President Xi Jinping agrees to cap emissions output and increase use of zero-emission energy sources to 20 percent by 2030.
The Guardian reported on the pledge made by Chinese President Xi Jinping, which was made as part of a “secretly negotiated deal” with US President Barack Obama, who pledged to cut emissions to between 26 and 28 percent below 2005 levels by 2025.
Announced at a joint press conference at the Great Hall of the People, Beijing, the agreement marks the first time that China – the world’s biggest emitter of greenhouse gases – has agreed to cap emissions, having previously “only ever pledged to reduce the rapid rate of growth in its emissions”; with the pledges set to “provide an important boost to international efforts to reach a global deal reducing emissions beyond 2020”, which is expected to be discussed at a UN meeting in Paris next year.
At the press conference, Xi Jinping said: “We agreed to make sure international climate change negotiations will reach agreement as scheduled at the Paris conference in 2015 and agreed to deepen practical co-operation on clean energy, environmental protection and other areas.”
Also speaking at the press conference, Obama said: “As the world’s largest economies and greatest emitters of greenhouse gases we have special responsibility to lead the global effort against climate change. I am proud we can announce a historic agreement. I commend President Xi, his team and the Chinese government for their making to slow, peak and then reverse China’s carbon emissions […] This is a major milestone in US-China relations and shows what is possible when we work together on an urgent global challenge.”
Meanwhile, addressing China’s target to expand energy from zero-emission sources to 20 percent by 2030, a statement from the White House said: “It will require China to deploy an additional 800-1,000 gigawatts of nuclear, wind, solar and other zero-emission generation capacity by 2030 – more than all the coal-fired power plants that exist in China today and close to total current electricity generation capacity in the United States.”

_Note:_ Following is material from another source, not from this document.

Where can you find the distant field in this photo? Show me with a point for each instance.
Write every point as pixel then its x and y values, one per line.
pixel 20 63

However, Tao Wang, climate scholar at the Tsinghua-Carnegie Center for Global Policy in Beijing, said that the agreement “is a very good sign for both countries and injects strong momentum [into negotiations] but the targets are not ambitious enough and there is room for both countries to negotiate an improvement.
“That figure isn’t high because China aims to reach about 15 percent by 2020, so it is only a five percentage point increase in 10 years, and given the huge growth in renewables it should be higher”.
The Recycler reported in October on research that showed that China’s economic growth is threatening any environmental efforts it has been making in recent years, noting that “carbon efficiency has improved in nearly all Chinese provinces”, but that China’s economic boom has “simultaneously led to a growth in CO2-emitting activities such as mining, metal smelting and coal-fired electricity generation”, which have cumulatively “negat[ed] any gains”.